Deflake messagesViewFirstContact via CI concurrency group

Root cause ---------- ci.yml fires twice on every PR — once directly via `pull_request: [main]` (producing the "Frontend Tests & Build" check) and once via `workflow_call` from docker-publish.yml (producing the "CI Gate / Frontend Tests & Build" check). Both jobs land on the same Actions runner pool at the same time and fight for CPU/RAM. Under contention, the React reconciliation in `messagesViewFirstContact.test.tsx > removes an approved contact immediately from the visible contact list` overruns its 5s waitFor timeout. This is the single test that has flaked on PRs #226, #237, #261, #262, #265, #294, #303, and the fd7d6fa push — always on the same job name ("CI Gate / Frontend Tests & Build"), never on the sibling job ("Frontend Tests & Build") on the same commit. PR #304 (which heavily touched the frontend) passed both jobs on first try. PR #303 (zero frontend changes) failed only the CI Gate job. That asymmetry is what finally pinpointed the parallel-resource-contention cause rather than anything in the test or the PRs. Fix --- .github/workflows/ci.yml — added a workflow-level concurrency group keyed on the PR head SHA (or pushed commit SHA). Both invocations against the same commit now share a group, so the second one queues instead of running in parallel. cancel-in-progress is intentionally `false` — cancelling would risk leaving a PR check stuck in "Expected" if only one of the two ever finished. Total CI time grows by ~2 min in exchange for deterministic outcomes. frontend/src/__tests__/mesh/messagesViewFirstContact.test.tsx — belt-and-suspenders bump of the waitFor timeout from 5s to 15s. The structural fix above should make the original 5s margin sufficient, but the bump removes the residual risk of brief runner load spikes inside the (now serialised) single job. The failure mode this masks would be "toast never renders", which still fails loudly at 15s. The full mesh test file (26 tests) passes locally in ~8s with the bumped timeout.

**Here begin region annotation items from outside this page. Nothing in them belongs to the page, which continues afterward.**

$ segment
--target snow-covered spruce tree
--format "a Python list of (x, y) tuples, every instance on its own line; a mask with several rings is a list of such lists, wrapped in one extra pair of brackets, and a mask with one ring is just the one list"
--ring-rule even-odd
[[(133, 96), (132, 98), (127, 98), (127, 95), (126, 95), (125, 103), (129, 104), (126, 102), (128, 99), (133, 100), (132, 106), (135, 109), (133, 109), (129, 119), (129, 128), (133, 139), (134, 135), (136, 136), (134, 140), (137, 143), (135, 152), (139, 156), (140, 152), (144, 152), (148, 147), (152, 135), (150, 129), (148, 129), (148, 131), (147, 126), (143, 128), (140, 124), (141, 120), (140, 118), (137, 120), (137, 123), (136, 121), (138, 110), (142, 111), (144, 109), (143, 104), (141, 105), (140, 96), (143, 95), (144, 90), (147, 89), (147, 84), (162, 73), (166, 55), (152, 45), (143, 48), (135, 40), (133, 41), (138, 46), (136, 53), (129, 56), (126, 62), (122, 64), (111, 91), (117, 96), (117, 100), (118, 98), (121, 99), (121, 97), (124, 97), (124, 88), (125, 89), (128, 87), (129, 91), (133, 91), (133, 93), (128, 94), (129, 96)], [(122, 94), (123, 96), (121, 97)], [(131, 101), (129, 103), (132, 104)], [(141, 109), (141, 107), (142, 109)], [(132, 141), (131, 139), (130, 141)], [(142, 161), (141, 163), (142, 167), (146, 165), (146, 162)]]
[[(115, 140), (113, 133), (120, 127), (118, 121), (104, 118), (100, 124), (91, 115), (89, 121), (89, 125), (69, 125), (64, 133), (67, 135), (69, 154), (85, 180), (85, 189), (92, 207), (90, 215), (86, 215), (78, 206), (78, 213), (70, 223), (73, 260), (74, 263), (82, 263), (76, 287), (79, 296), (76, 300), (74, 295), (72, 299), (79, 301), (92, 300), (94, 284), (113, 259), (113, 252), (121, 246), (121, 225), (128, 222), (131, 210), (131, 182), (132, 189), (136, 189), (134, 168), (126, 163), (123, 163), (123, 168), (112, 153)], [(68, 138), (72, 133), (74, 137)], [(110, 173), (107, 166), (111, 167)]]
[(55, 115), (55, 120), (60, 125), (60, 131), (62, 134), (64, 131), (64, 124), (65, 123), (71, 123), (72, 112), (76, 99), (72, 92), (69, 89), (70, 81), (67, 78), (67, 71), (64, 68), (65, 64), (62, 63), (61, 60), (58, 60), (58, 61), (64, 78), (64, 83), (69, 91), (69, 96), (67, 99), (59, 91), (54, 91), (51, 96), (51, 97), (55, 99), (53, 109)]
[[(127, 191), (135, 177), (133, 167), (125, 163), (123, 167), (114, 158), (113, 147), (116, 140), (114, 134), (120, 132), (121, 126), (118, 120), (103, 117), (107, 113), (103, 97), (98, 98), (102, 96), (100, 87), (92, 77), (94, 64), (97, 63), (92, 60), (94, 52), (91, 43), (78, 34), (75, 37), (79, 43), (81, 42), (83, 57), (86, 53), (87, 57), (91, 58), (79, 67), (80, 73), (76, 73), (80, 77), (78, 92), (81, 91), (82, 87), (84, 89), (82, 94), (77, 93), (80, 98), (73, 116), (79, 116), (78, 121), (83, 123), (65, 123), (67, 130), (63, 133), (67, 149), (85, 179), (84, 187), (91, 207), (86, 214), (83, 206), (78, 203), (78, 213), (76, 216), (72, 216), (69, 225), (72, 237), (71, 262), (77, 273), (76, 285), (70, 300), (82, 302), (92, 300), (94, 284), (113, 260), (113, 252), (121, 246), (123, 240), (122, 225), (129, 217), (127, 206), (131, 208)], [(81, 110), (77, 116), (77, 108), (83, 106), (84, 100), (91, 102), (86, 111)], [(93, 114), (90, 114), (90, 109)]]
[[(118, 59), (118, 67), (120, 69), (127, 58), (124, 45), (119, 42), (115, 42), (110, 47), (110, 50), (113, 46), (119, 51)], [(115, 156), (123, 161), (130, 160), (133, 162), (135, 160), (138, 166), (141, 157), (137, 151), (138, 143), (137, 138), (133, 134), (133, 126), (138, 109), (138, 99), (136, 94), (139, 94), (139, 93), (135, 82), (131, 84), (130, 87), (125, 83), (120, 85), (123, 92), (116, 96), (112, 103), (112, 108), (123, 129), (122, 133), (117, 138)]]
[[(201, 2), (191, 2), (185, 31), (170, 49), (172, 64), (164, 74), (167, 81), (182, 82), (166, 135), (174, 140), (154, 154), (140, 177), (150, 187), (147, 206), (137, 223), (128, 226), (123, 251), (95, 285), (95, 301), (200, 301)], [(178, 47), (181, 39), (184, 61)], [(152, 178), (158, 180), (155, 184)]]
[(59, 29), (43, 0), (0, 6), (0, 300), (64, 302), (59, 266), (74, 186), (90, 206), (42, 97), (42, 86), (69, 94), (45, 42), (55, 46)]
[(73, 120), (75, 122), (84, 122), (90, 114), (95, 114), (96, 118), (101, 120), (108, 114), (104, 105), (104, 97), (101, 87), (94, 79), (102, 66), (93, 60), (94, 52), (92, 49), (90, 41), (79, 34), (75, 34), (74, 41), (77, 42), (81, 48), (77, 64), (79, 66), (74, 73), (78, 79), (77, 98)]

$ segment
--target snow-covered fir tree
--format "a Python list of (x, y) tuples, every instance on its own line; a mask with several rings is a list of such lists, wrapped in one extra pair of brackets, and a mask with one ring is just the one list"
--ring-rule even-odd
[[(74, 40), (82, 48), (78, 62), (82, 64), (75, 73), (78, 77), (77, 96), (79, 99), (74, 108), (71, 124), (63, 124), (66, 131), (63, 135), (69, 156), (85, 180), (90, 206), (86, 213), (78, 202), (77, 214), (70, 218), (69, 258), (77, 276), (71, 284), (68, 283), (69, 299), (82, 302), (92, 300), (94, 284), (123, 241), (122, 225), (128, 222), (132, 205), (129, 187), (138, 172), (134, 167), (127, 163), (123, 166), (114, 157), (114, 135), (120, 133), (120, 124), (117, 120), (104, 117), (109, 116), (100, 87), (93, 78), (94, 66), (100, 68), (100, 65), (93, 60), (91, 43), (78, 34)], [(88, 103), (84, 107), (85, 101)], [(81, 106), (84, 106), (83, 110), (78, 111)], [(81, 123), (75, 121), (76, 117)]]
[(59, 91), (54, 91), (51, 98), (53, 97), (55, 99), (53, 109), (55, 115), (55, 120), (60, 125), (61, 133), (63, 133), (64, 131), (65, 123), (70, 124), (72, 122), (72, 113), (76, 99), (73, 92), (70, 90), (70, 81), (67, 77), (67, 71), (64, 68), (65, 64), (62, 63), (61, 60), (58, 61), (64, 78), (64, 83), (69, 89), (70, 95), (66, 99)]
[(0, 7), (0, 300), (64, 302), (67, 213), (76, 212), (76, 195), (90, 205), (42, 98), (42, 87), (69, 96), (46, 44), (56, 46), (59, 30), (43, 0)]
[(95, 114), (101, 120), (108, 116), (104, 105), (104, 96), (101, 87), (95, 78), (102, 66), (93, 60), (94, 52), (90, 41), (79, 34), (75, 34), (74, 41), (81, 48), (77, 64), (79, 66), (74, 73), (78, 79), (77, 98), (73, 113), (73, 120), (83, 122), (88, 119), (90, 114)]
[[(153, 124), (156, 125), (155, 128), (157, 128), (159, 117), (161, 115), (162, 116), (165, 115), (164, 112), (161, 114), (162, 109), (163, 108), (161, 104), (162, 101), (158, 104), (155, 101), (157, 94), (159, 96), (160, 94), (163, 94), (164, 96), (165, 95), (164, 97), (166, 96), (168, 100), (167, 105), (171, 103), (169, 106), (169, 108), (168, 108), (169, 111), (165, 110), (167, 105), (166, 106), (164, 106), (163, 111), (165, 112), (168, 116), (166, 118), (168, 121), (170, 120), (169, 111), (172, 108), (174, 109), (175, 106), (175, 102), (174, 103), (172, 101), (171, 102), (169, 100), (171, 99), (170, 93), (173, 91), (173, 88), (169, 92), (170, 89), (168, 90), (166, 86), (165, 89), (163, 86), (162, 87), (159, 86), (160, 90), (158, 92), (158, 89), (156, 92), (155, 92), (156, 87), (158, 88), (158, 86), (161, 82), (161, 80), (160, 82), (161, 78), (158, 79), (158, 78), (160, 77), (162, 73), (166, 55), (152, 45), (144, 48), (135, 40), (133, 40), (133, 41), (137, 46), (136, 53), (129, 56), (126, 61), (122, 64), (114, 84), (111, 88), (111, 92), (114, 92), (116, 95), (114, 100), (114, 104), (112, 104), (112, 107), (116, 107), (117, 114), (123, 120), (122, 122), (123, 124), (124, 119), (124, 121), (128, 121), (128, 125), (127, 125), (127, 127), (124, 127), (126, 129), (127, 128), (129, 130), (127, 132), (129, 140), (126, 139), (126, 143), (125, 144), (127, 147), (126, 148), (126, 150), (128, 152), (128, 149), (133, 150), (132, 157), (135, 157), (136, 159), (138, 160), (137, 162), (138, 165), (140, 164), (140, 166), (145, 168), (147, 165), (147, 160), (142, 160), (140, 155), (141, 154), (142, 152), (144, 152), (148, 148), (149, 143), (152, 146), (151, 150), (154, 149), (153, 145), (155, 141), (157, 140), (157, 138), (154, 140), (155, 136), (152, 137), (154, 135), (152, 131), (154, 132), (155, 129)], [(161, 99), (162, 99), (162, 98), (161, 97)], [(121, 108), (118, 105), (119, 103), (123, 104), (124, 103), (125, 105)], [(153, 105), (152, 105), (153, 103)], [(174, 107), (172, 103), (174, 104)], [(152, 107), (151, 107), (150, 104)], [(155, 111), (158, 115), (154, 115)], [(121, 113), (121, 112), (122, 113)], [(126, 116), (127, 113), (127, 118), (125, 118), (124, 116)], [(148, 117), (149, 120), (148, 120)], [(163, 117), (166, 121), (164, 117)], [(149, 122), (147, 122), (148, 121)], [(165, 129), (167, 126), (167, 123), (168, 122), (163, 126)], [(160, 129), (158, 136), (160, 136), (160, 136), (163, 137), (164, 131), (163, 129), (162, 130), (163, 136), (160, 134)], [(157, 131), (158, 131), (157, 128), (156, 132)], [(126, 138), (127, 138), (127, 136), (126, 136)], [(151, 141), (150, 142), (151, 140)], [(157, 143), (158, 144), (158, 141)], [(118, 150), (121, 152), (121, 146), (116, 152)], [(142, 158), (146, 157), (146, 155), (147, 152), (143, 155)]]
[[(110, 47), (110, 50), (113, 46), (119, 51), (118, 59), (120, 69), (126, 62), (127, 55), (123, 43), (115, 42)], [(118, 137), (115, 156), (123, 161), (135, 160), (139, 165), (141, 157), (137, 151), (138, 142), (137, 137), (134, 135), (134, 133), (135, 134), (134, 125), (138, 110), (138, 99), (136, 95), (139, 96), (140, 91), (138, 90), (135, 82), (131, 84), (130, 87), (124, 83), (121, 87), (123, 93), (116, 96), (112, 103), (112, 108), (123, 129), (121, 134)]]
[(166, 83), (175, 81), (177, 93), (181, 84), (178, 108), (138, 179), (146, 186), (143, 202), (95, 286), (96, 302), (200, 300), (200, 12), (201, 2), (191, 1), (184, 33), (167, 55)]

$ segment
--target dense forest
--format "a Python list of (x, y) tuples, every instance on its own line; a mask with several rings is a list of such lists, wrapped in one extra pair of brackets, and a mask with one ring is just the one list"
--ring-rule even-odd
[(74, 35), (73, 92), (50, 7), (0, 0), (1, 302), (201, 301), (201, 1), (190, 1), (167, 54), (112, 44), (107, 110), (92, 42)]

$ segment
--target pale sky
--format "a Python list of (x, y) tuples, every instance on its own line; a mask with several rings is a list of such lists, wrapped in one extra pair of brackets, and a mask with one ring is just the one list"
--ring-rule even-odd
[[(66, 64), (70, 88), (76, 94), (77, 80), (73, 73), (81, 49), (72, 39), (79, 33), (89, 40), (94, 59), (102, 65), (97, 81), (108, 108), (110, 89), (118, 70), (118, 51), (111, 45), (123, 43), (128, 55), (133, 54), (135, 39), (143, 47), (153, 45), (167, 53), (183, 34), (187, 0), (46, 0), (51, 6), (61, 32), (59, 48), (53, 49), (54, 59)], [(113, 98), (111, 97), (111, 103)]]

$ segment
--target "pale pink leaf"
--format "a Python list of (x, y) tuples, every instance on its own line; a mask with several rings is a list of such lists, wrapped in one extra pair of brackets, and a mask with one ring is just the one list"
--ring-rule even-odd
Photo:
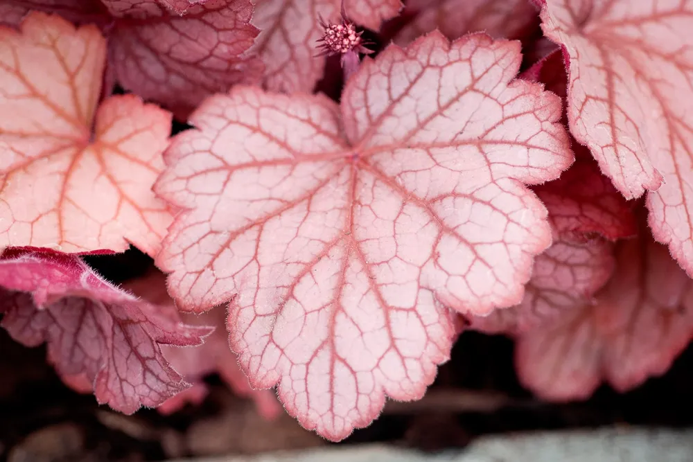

2026-07-12 23:16:38 +02:00 · 2026-05-22 17:36:33 -06:00
parent b01a69c172
commit 44e9b38ac2
2 changed files with 37 additions and 6 deletions
@@ -7,6 +7,28 @@ on:
    branches: [main]
  workflow_call:

+# CI flake mitigation:
+# ci.yml is triggered TWICE per PR on the same commit — once directly via
+# the `pull_request` trigger above ("Frontend Tests & Build" check) and once
+# via `workflow_call` from docker-publish.yml ("CI Gate / Frontend Tests &
+# Build" check). Both jobs land on the same Actions runner pool at the same
+# time and fight for CPU/RAM. Under contention, React's reconciliation in
+# `messagesViewFirstContact.test.tsx > removes an approved contact …`
+# overruns its 5s waitFor timeout — that's the single failure mode we've
+# seen flake on PRs #226, #237, #261, #262, #265, #294, #303, and the
+# fd7d6fa push. Backend tests and every other frontend test pass under
+# the same conditions, which is what made this look random.
+#
+# Pinning a concurrency group on the SHA (PR head, or the pushed commit
+# for main) serializes the two invocations so neither starves the other.
+# We use cancel-in-progress: false so the second one queues instead of
+# cancelling — cancelling could leave the PR check stuck "Expected" if
+# only one of the two ever finishes. Total CI time grows by ~2 min in
+# exchange for deterministic outcomes.
+concurrency:
+  group: ci-${{ github.event.pull_request.head.sha || github.sha }}
+  cancel-in-progress: false
+
 jobs:
  frontend:
    name: Frontend Tests & Build